Le processus est irréversible, à chaque album Steven Ellison déteint un peu plus dans son oeuvre. Au-delà de son dévouement, il s’infuse dans ses albums, ouvre une porte dans laquelle il s’ouvre lui-même à son oeuvre. C’est ainsi qu’apparait sur You’re Dead ! un thème fort et douloureux, le deuil, que Flying Lotus emploie sous de nouveaux angles : la célébration de la vie et la persistance d’un être après sa disparition. Néanmoins cela n’explique pas l’omniprésence du jazz dans son oeuvre et finit par poser cette question idiote ( ?) : FlyLo peut-il rendre le jazz cool ?

Oui et même bien plus

Jazz fusion, prog-jazz, Jazz rock à la Soft Machine, FlyLo ne recule devant aucun son ou genre interdit. Au contraire, si c’est laid, cela lui permet de peindre au plus juste la douleur des abimes du décès. Si l’on osait, on dirait même que FlyLo fait du jazz fusion. Ça nous coute de le dire mais c’est le cas.

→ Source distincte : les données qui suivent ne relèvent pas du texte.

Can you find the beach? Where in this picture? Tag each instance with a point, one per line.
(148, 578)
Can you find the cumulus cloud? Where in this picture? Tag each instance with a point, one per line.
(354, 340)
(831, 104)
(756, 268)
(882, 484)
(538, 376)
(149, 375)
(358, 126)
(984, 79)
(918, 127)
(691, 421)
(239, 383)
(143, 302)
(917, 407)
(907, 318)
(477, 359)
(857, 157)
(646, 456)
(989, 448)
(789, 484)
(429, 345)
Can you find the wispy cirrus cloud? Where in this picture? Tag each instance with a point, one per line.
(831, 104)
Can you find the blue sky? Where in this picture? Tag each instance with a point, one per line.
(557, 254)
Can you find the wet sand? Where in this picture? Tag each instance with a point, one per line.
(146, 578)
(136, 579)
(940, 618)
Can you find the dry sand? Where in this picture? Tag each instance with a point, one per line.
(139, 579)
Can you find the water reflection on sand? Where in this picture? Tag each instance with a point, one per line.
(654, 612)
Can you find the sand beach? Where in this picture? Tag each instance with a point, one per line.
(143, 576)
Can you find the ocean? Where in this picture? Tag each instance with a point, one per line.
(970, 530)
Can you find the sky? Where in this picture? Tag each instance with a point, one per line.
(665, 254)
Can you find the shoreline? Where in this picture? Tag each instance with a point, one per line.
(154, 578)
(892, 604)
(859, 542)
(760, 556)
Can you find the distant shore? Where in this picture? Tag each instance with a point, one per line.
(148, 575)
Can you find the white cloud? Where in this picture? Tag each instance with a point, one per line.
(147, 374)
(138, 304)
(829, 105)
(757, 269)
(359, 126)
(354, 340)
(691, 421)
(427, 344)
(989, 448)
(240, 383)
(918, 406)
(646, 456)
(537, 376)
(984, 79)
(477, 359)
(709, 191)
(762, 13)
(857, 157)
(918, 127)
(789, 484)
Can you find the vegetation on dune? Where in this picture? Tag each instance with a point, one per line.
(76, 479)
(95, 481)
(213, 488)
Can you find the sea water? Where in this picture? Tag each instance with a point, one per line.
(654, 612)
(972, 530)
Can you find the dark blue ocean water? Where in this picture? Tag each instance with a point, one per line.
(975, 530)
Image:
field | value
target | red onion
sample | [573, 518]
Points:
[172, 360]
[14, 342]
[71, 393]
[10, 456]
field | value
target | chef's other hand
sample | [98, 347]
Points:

Ce n’est pas innocent si cet album a été réalisé sous le regard bienveillant d’un des architectes du genre : Herbie Hancock. Et puis, le fusion, Ellison l’a dans le sang, n’oublions que sa tante n’est autre qu’Alice Coltrane. Ici, le jazz est free, convulsif, scintillant, nerveux, chatouillé. D’où le sentiment de voir filer un lézard sur une pierre brulante. Et puis si le jazz est fusion, c’est dans le 8-bit psyché, l’IDM impressionniste voire l’ambient, le soundscape tumultueux ou le hip hop d’ascenseur.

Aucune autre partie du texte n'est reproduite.